Harsher penalties for culprits, tougher fight against corruption and persuading China, Kenya’s newest economic partner with President Uhuru Kenyatta having received Sh425 billion aid pledge during a recent visit, to ban poaching since it provides the biggest single market in the world are some of the recommendations by experts.

Many experts agree that if contents of the Wildlife Conservation and Management 2013, which was approved by the cabinet but is yet to be passed by parliament, are enacted it could provide a huge deterrent to the current poaching tide.

Article 79 under offenses and penalties it states thus “Any person who commits an offence in respect of an endangered or threatened species or in respect of any trophy of that endangered or threatened species shall be liable upon conviction to a fine of not less than ten million shillings or to imprisonment of not less than fifteen years or to both such fine and imprisonment”.

Despite ivory trade being banned globally by the Convention on International Trade in endangered Species of Wild Fauna and Flora (CITE) way back in 1989, in China and Thailand the trade is still legal. 
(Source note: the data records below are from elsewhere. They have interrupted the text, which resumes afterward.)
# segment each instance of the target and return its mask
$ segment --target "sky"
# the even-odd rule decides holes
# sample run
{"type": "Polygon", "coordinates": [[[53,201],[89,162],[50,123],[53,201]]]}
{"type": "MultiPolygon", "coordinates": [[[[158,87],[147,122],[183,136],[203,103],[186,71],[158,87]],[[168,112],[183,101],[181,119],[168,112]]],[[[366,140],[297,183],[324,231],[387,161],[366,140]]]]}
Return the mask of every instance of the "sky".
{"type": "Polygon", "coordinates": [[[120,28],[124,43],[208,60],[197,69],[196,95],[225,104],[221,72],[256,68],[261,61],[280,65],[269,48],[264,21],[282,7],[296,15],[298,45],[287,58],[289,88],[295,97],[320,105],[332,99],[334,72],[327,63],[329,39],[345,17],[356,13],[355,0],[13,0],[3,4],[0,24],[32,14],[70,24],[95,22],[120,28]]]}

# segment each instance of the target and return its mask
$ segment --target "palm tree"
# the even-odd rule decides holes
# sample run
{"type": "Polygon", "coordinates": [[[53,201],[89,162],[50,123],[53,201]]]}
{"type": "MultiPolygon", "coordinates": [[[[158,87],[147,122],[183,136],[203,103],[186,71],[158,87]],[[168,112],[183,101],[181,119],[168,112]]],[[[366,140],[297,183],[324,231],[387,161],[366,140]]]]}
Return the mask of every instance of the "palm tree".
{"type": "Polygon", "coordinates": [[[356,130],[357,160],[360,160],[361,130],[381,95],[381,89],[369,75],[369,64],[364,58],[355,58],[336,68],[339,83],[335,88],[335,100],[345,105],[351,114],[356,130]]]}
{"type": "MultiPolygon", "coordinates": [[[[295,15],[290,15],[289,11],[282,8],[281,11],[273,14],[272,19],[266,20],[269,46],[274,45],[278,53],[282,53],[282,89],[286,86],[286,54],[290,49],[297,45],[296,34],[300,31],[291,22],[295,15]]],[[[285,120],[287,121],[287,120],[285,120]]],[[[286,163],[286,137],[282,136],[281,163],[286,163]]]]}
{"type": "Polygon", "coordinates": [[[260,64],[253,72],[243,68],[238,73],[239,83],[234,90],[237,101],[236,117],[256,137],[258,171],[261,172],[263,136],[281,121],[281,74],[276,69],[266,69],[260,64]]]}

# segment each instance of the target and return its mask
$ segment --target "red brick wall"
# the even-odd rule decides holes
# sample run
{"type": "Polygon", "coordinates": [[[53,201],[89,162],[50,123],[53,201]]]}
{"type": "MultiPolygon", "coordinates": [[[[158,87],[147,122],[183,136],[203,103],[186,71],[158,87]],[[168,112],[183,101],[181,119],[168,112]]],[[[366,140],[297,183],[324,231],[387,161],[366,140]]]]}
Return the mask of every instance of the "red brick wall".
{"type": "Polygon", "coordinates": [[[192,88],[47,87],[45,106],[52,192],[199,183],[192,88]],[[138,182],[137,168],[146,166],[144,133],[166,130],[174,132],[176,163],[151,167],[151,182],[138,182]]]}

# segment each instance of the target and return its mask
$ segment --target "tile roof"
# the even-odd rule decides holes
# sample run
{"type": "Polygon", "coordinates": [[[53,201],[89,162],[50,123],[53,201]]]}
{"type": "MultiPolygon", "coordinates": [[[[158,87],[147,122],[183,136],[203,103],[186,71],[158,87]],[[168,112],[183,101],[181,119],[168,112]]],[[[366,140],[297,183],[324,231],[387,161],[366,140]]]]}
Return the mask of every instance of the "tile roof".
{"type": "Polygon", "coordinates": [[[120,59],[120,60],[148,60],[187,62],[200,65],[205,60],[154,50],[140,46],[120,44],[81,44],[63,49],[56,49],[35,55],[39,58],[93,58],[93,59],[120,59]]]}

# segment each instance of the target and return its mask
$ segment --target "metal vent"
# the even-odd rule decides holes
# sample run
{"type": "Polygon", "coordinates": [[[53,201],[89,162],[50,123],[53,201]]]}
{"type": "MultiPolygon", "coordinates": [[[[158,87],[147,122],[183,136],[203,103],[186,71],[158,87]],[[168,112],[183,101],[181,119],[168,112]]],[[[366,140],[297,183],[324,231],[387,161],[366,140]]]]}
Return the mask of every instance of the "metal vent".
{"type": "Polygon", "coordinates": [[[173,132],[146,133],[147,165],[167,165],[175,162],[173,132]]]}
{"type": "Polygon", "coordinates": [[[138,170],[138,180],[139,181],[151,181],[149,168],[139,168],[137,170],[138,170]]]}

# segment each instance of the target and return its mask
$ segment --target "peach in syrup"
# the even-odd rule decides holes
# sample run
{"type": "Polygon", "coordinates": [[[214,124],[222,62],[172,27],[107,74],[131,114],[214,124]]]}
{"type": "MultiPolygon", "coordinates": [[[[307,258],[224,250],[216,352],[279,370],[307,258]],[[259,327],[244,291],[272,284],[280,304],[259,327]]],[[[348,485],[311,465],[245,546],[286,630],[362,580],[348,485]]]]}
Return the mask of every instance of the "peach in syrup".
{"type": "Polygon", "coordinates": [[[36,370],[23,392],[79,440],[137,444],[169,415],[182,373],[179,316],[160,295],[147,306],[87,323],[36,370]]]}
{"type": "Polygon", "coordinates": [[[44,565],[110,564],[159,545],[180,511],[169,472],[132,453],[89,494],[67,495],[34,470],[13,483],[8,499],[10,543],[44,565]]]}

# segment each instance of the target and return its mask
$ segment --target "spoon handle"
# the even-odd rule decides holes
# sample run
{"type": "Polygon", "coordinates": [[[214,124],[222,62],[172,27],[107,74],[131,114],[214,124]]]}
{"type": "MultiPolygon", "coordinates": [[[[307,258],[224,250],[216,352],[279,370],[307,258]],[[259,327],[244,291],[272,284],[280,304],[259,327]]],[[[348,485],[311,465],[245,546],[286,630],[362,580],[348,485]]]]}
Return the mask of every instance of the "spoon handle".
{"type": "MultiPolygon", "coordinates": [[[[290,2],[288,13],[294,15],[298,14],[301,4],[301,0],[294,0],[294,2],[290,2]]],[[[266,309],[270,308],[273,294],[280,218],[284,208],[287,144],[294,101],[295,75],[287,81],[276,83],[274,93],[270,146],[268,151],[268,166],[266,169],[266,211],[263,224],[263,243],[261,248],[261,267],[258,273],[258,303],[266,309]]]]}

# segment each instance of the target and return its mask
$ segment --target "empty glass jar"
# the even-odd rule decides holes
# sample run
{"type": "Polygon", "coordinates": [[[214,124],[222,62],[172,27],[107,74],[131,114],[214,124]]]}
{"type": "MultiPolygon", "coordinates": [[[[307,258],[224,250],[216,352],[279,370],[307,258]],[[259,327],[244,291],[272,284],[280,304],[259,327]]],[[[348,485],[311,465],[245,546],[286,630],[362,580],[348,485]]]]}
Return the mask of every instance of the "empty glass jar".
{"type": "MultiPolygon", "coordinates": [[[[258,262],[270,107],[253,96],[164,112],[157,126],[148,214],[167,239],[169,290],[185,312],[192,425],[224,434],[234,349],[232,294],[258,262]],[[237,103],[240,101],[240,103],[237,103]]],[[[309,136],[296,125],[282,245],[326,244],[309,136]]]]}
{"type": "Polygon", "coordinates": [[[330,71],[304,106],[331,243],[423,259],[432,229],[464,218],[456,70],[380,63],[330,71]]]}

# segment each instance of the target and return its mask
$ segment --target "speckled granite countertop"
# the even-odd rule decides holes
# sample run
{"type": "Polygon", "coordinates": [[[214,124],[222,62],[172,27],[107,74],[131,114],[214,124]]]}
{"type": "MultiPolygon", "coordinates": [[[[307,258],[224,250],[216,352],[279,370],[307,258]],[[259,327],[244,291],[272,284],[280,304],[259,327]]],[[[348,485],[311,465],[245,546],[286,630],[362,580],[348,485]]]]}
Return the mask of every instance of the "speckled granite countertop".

This combined with the fact that ivory ornaments are status symbols in the now economically endowed Asian giant explains the huge demand.

“The demand for ivory has never been this high in the history of mankind,” Dr. Kahumba told KTN during one of special coverage on the state of poaching. “The first step will be to compel China, where trade in ivory is legal, to ban it since illegal ivory is being imported in the country and then laundered”.

Even with World Wild Fund ranking China as the biggest market in the world for illegal ivory the country still denies that its unquenchable hunger for elephant tusks is fuelling poaching in Africa.

Chinese authorities claims that only 37 companies, whose annual ivory consumption should not exceed 5,000 kilograms, are allowed to work with ivory and 145 to sell the finished products.